"Presidents And Their Books" exhibition highlights the influence of the antiquity on American history

By Gabriel McKee
10/24/2023

Earlier this year, I assisted in the design and installation of an exhibition that, at first glance, has little to do with antiquity. “Presidents and Their Books: What They Read and What They Wrote,” now on display in the Grolier Club’s second floor gallery, features books from the collection of Grolier Club member Susan Jaffe Tane that were either previously owned or inscribed by Presidents of the United States. With representative books from every person to hold the office of President, the exhibition presents the broad sweep of American history, as embodied by the books read and written by the residents of the White House. The main subject of the exhibition is modern American history– but a closer look at some of the individual pieces on display reveals the influence of ancient history on modern America. 

The title page of Jefferson's copy of Homer's Iliad. The page facing the title page has an extensive handwritten annotation in Greek and Latin. Thomas Jefferson's copy of Homer's Iliad. (Courtesy of Susan Jaffe Tane)

Greeting visitors at the Club’s main entrance is Thomas Jefferson’s personal copy of Homer’s Iliad, including extensive handwritten annotations– many of them in Greek. Writing of the influence of Homer on Jefferson’s own writing, Emily Townsend Vermeule (whose Classical library forms a core component of the ISAW Library’s collection) writes: “He believed that language as it was capable of expressing ideas was a major instrument for changing history and men’s imaginings about the future… He instinctively felt that Homeric language was as rich as English might aspire to become.” 

The gallery contains further books with connections to the ancient past, including a copy of Xenophon’s Anabasis previously owned by Lucretia Garfield (née Rudolph), wife and First Lady of James Garfield, the 20th President. The couple attended two schools together– first Geauga Seminary in Chester Township, Ohio, and then the Western Reserve Eclectic Institute in Hiram, Ohio. At these radically progressive co-educational institutions the pair undertook a course of study in the Classics, and when their Greek teacher at Western Reserve fell ill in 1851, the future president stepped in to lead the class. Lucretia’s copy of Xenophon, signed with her maiden name, likely dates to this period of their coeducational courtship.

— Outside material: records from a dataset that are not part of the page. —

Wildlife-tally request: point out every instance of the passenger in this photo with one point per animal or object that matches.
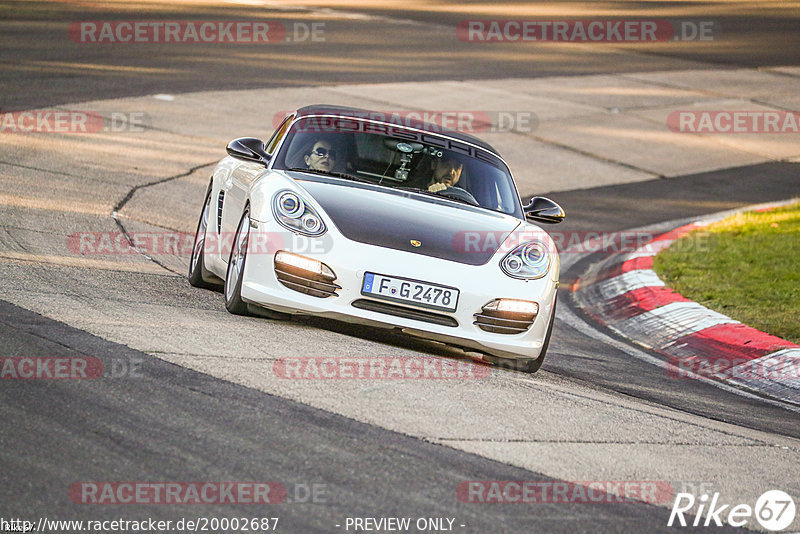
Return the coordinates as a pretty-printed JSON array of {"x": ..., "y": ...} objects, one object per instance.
[{"x": 446, "y": 173}]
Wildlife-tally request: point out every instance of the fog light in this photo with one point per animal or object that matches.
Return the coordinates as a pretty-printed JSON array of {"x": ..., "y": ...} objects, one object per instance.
[
  {"x": 306, "y": 264},
  {"x": 523, "y": 307}
]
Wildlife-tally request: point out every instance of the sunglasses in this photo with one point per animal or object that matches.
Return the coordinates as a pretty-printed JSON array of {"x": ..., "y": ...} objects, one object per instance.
[{"x": 322, "y": 152}]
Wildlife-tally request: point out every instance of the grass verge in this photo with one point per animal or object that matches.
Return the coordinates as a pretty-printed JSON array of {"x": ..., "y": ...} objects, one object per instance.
[{"x": 746, "y": 266}]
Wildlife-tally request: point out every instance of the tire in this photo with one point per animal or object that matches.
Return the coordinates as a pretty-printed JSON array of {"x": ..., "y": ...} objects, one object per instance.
[
  {"x": 527, "y": 365},
  {"x": 235, "y": 272},
  {"x": 199, "y": 275}
]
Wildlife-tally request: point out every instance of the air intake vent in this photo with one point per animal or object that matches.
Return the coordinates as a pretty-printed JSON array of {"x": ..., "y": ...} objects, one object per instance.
[
  {"x": 219, "y": 210},
  {"x": 305, "y": 275},
  {"x": 496, "y": 318}
]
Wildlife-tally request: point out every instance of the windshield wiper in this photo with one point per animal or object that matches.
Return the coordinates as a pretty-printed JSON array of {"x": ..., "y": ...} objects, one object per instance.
[{"x": 331, "y": 173}]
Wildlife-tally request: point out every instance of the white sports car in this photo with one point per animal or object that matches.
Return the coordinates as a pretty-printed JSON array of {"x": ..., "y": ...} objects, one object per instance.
[{"x": 406, "y": 226}]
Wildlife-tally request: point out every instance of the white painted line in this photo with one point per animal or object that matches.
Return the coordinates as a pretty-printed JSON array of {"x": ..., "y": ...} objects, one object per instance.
[
  {"x": 666, "y": 324},
  {"x": 776, "y": 374},
  {"x": 567, "y": 316},
  {"x": 626, "y": 282}
]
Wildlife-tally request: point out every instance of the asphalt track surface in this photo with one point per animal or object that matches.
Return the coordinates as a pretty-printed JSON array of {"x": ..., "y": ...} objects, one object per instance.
[{"x": 177, "y": 424}]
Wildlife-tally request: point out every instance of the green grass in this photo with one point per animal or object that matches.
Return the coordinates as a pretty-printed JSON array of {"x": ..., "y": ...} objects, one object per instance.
[{"x": 746, "y": 266}]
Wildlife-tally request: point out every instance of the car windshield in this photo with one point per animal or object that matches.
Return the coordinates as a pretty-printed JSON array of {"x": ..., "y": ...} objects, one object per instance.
[{"x": 392, "y": 156}]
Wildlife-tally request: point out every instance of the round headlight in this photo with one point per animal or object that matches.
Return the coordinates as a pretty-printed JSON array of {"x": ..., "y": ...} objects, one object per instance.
[
  {"x": 311, "y": 223},
  {"x": 513, "y": 264},
  {"x": 527, "y": 261},
  {"x": 290, "y": 205},
  {"x": 533, "y": 255}
]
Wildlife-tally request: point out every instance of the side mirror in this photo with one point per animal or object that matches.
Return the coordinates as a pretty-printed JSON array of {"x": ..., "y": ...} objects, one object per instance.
[
  {"x": 544, "y": 210},
  {"x": 248, "y": 149}
]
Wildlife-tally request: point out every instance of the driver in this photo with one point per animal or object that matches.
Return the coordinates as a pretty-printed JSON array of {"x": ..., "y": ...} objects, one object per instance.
[
  {"x": 446, "y": 173},
  {"x": 322, "y": 156}
]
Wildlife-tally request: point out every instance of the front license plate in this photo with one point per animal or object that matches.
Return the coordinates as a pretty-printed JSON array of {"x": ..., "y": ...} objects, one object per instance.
[{"x": 408, "y": 291}]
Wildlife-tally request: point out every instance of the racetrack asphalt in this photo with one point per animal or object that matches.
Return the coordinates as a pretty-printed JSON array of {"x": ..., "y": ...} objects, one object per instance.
[{"x": 593, "y": 412}]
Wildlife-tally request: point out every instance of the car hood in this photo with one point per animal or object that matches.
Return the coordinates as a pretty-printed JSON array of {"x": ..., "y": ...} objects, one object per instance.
[{"x": 412, "y": 222}]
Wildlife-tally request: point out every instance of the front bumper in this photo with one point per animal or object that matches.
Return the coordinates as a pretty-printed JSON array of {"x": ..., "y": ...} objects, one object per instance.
[{"x": 350, "y": 260}]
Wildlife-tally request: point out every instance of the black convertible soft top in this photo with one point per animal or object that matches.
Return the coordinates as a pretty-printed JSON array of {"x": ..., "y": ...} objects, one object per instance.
[{"x": 321, "y": 109}]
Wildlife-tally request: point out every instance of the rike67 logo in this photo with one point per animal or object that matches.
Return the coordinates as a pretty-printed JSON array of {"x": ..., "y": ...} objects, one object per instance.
[{"x": 774, "y": 510}]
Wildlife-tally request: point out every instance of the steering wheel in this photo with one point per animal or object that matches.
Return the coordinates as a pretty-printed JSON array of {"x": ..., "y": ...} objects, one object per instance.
[{"x": 458, "y": 194}]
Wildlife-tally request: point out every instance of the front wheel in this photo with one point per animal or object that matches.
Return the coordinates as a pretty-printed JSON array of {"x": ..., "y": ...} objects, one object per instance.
[
  {"x": 235, "y": 272},
  {"x": 199, "y": 275}
]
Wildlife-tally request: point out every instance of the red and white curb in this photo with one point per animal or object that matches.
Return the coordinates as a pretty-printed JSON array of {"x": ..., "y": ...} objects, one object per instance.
[{"x": 625, "y": 294}]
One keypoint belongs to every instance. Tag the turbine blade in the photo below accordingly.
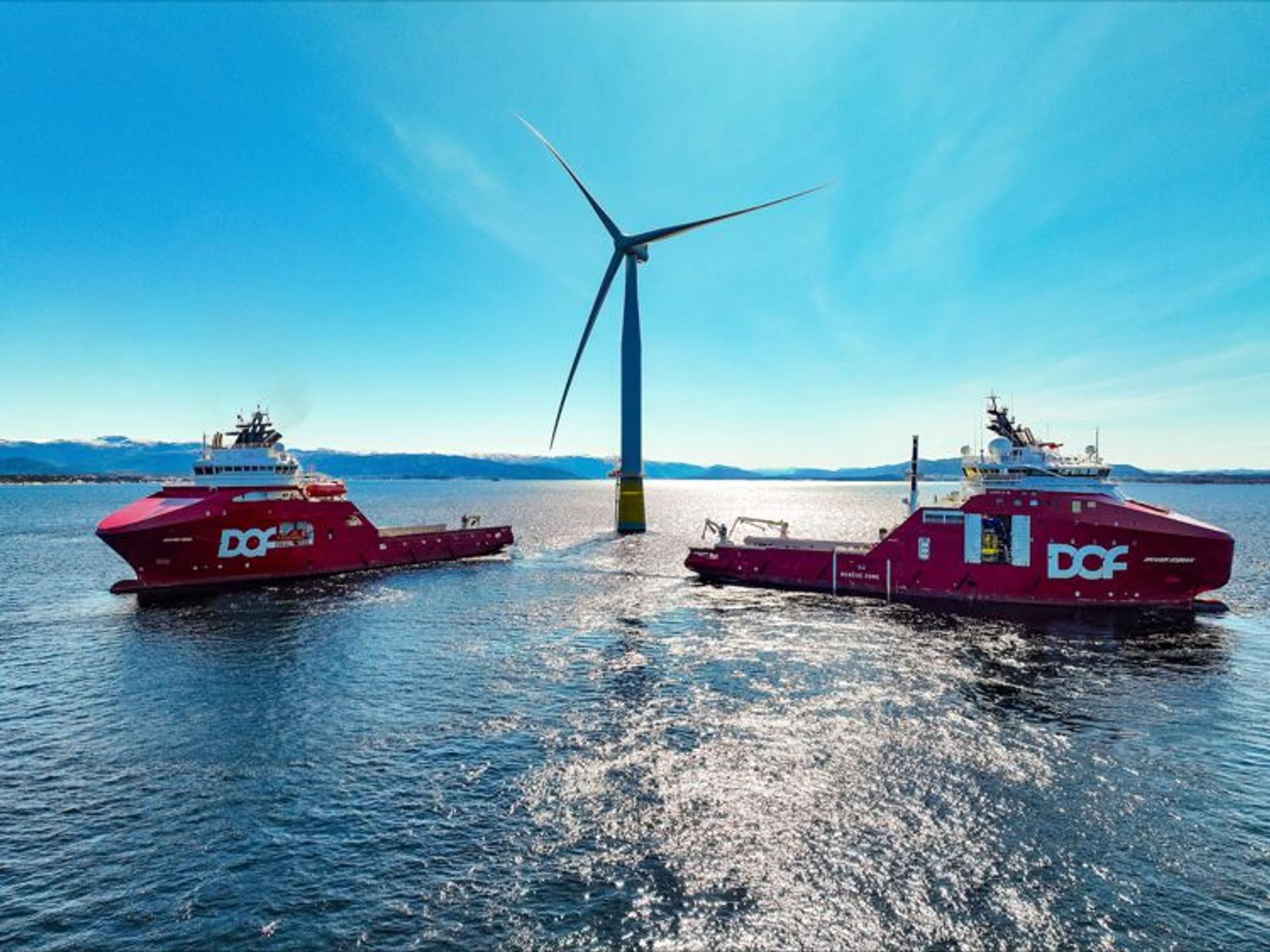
(614, 232)
(661, 234)
(586, 335)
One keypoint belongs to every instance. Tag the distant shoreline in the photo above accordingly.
(111, 478)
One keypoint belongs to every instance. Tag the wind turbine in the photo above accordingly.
(634, 249)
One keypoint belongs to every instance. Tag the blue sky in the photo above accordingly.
(332, 210)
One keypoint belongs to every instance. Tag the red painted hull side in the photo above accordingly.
(1170, 558)
(187, 538)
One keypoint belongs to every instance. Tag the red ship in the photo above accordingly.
(1031, 527)
(252, 515)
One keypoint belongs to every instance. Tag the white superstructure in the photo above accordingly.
(1017, 460)
(255, 458)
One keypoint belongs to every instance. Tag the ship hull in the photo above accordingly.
(1001, 548)
(190, 539)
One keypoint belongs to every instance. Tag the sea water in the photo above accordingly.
(579, 746)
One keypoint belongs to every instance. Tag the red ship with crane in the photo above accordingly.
(1029, 527)
(252, 515)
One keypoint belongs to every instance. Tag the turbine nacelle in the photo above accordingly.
(635, 248)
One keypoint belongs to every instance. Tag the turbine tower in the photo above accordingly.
(634, 251)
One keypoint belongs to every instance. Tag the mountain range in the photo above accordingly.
(122, 456)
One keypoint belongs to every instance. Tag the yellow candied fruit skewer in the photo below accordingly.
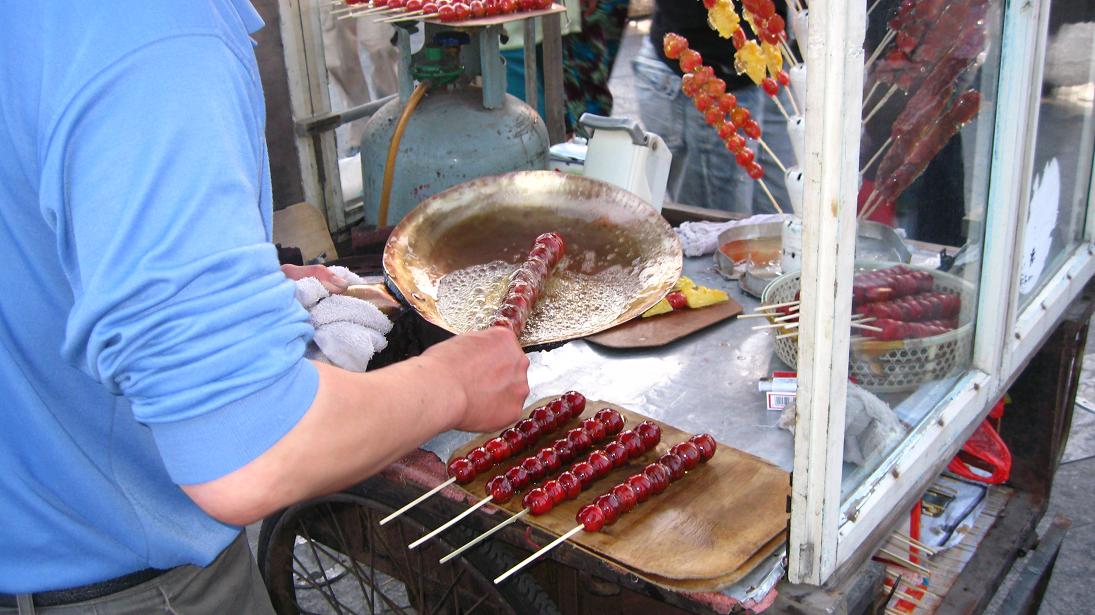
(723, 19)
(750, 59)
(774, 59)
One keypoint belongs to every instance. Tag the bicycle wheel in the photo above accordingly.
(331, 556)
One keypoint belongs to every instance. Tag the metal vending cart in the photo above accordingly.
(969, 126)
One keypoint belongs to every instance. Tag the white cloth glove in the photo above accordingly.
(871, 427)
(702, 238)
(348, 331)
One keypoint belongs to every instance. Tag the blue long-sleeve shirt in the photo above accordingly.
(147, 336)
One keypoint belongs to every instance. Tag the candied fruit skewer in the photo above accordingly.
(527, 283)
(500, 488)
(463, 471)
(607, 508)
(711, 99)
(567, 485)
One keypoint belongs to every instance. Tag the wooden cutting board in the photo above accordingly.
(700, 534)
(661, 329)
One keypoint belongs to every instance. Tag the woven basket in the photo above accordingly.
(892, 366)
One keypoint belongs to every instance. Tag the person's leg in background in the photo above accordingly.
(588, 57)
(774, 134)
(231, 583)
(661, 107)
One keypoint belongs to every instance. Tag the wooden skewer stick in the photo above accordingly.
(533, 557)
(900, 579)
(417, 500)
(369, 12)
(775, 325)
(770, 197)
(787, 53)
(416, 19)
(871, 93)
(451, 522)
(915, 543)
(903, 561)
(894, 542)
(878, 50)
(757, 315)
(873, 201)
(880, 104)
(408, 16)
(794, 105)
(769, 150)
(779, 105)
(362, 7)
(877, 154)
(483, 536)
(774, 305)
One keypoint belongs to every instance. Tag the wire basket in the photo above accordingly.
(892, 366)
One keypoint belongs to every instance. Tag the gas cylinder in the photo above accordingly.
(463, 128)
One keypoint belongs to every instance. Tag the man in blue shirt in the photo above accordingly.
(153, 393)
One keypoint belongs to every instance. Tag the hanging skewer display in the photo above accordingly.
(523, 433)
(935, 44)
(446, 11)
(502, 488)
(655, 478)
(629, 445)
(719, 107)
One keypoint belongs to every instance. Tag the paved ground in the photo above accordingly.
(1071, 590)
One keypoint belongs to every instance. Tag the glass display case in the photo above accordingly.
(966, 125)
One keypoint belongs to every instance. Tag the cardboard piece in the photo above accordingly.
(665, 328)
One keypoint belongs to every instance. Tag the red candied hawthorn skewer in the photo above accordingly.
(527, 283)
(449, 11)
(719, 108)
(626, 447)
(509, 442)
(532, 468)
(655, 478)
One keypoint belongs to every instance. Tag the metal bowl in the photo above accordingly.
(497, 218)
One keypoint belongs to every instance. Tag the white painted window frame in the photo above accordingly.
(301, 27)
(822, 535)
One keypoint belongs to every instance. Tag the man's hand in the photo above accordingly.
(359, 422)
(330, 281)
(492, 370)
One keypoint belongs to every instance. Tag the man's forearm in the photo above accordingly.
(357, 425)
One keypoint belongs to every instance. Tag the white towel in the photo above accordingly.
(702, 238)
(348, 331)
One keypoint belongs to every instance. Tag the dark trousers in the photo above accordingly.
(230, 584)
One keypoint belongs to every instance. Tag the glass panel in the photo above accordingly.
(1062, 152)
(930, 94)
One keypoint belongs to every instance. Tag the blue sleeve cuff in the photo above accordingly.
(211, 444)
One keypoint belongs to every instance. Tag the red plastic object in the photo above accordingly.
(983, 457)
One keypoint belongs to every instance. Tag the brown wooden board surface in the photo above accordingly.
(701, 534)
(664, 328)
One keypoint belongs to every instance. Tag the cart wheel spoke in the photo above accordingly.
(448, 591)
(332, 599)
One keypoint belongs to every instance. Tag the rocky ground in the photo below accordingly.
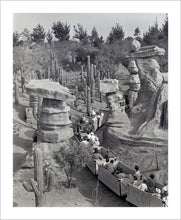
(82, 193)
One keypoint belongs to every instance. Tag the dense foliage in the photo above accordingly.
(28, 51)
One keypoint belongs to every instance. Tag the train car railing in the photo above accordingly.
(141, 198)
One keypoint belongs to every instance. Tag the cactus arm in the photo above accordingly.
(27, 187)
(35, 187)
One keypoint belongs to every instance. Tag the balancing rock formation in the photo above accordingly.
(54, 118)
(141, 136)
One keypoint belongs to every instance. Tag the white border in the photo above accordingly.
(7, 10)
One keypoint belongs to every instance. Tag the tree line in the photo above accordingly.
(61, 31)
(72, 53)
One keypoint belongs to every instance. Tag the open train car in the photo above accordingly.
(94, 165)
(119, 186)
(141, 198)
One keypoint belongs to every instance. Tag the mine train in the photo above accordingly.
(122, 187)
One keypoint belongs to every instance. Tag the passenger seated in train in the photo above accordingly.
(97, 155)
(164, 194)
(151, 184)
(111, 166)
(143, 185)
(97, 144)
(93, 112)
(92, 138)
(139, 180)
(93, 122)
(135, 181)
(137, 171)
(165, 188)
(157, 193)
(84, 142)
(119, 173)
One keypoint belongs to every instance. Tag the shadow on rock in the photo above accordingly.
(22, 142)
(18, 160)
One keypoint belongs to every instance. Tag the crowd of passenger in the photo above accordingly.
(104, 158)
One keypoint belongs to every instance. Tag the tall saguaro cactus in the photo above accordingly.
(88, 100)
(82, 73)
(38, 177)
(16, 93)
(40, 184)
(88, 70)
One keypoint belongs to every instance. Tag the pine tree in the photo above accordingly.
(96, 41)
(61, 31)
(81, 34)
(116, 34)
(38, 34)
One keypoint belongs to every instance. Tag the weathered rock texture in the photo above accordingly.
(142, 138)
(49, 89)
(148, 51)
(54, 118)
(108, 85)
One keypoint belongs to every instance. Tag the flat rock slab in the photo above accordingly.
(49, 89)
(148, 51)
(108, 85)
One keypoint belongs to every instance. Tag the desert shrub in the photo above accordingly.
(71, 158)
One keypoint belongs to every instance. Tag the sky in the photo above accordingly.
(103, 22)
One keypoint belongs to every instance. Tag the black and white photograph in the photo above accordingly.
(90, 110)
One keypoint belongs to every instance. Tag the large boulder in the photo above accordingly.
(147, 51)
(108, 85)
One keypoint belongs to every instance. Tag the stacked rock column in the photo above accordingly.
(135, 83)
(54, 121)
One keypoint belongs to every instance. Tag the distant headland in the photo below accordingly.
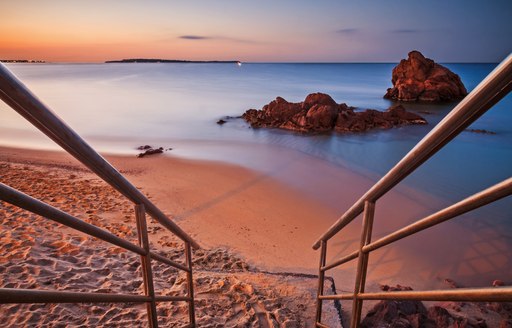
(21, 61)
(149, 60)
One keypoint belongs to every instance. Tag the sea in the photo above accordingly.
(119, 106)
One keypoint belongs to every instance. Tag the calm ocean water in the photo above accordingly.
(117, 107)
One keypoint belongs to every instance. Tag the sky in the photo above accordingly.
(256, 31)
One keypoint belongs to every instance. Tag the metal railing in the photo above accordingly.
(492, 89)
(14, 93)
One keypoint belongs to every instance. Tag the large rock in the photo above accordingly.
(320, 113)
(421, 79)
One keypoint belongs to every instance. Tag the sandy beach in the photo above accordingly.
(247, 223)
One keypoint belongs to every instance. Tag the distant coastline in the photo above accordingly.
(148, 60)
(21, 61)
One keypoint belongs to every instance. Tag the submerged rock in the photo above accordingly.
(148, 150)
(320, 113)
(421, 79)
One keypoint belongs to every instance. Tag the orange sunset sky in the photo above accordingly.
(323, 31)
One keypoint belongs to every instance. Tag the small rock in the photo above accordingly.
(151, 151)
(144, 147)
(481, 131)
(498, 283)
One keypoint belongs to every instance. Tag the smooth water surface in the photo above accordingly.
(117, 107)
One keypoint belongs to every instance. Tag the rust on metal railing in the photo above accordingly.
(492, 89)
(487, 196)
(488, 294)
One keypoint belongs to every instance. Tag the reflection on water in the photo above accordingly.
(119, 106)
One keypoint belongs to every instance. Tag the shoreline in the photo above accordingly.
(272, 223)
(256, 220)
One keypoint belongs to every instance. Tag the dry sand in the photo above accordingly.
(246, 222)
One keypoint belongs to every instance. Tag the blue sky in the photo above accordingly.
(263, 30)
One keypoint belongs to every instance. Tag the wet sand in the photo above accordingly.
(247, 223)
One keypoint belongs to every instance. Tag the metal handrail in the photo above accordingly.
(492, 89)
(16, 94)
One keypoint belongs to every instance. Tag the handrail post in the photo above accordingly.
(190, 284)
(149, 289)
(321, 280)
(362, 263)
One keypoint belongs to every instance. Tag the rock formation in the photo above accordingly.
(320, 113)
(421, 79)
(148, 150)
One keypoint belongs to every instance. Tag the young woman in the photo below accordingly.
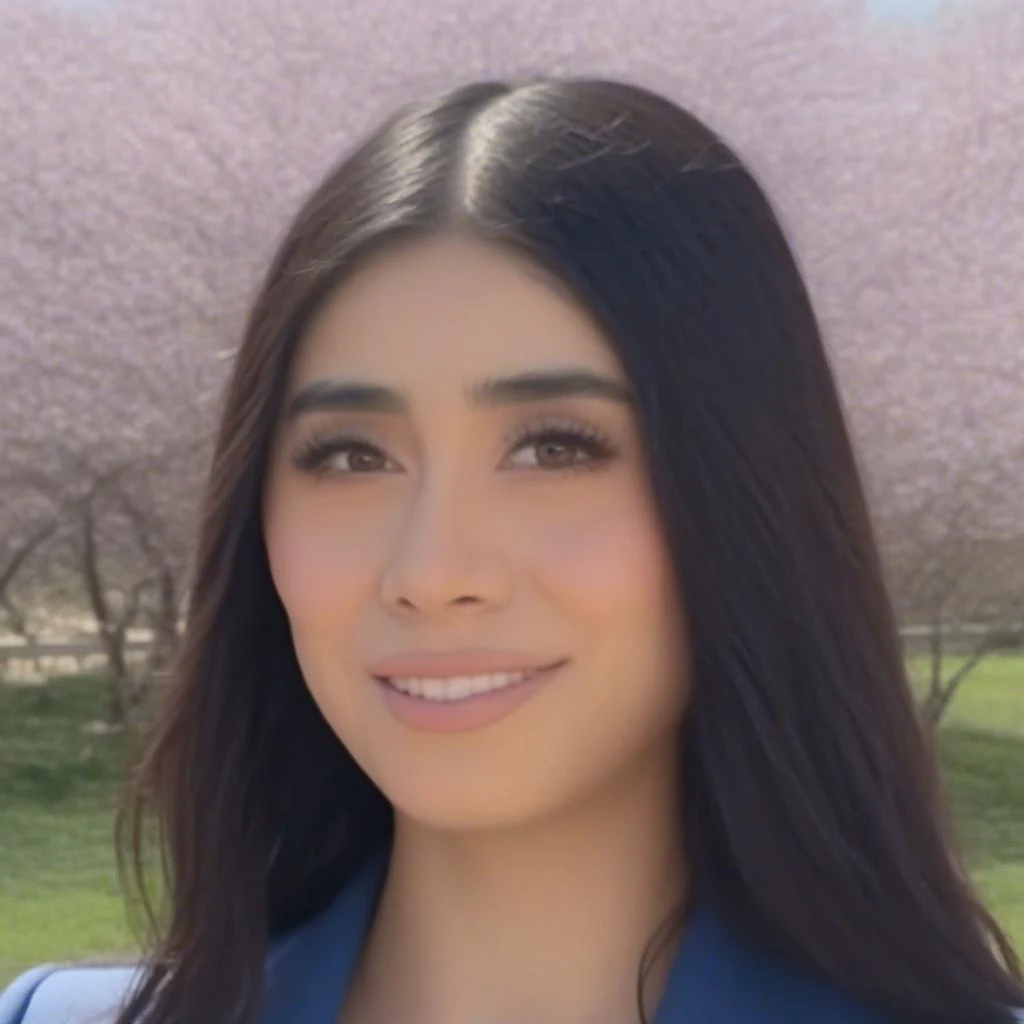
(540, 667)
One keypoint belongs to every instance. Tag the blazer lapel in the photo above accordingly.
(309, 970)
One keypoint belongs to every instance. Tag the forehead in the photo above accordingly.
(450, 305)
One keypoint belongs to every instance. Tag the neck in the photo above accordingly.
(546, 923)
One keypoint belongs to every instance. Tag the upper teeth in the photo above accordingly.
(456, 687)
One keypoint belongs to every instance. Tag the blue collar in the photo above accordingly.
(716, 977)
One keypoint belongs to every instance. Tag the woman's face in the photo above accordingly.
(520, 525)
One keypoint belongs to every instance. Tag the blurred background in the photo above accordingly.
(154, 152)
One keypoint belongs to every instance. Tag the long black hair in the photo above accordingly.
(812, 807)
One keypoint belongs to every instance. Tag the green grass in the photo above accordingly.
(58, 895)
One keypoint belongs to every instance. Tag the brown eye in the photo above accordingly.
(566, 449)
(320, 456)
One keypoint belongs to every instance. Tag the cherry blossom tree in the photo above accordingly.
(155, 150)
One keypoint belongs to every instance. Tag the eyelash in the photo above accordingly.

Also on display is 13th president Millard Fillmore’s copy of Thomas Maurice’s Indian Antiquities… Vol. IV. Though the title refers to India alone, Maurice’s work also covered Egypt and the Near East. This volume concerns “the Hebrew Trinity and Oriental Triads of Deity,” offering a detailed description of Hebrew, Zoroastrian, and Hermetic religious iconography. As a member of the conspiracist and xenophobic “Know Nothing Party,” Fillmore was a major figure in the anti-Masonic movement of the mid-19th century. His interest in Maurice’s work on eastern imagery was almost certainly connected to his opposition to secret societies like the Freemasons, which based their own iconography on Orientalist conceptions of India, Egypt, and the Near East. 


“Presidents and Their Books” is on display at the Grolier Club (47 East 60th St.) through November 11. Detailed photographs of the exhibition are available in the Grolier’s Flickr account.

A display case containing Jefferson's copy of the Iliad, before a sign advertising the exhibition "Presidents and Their Books."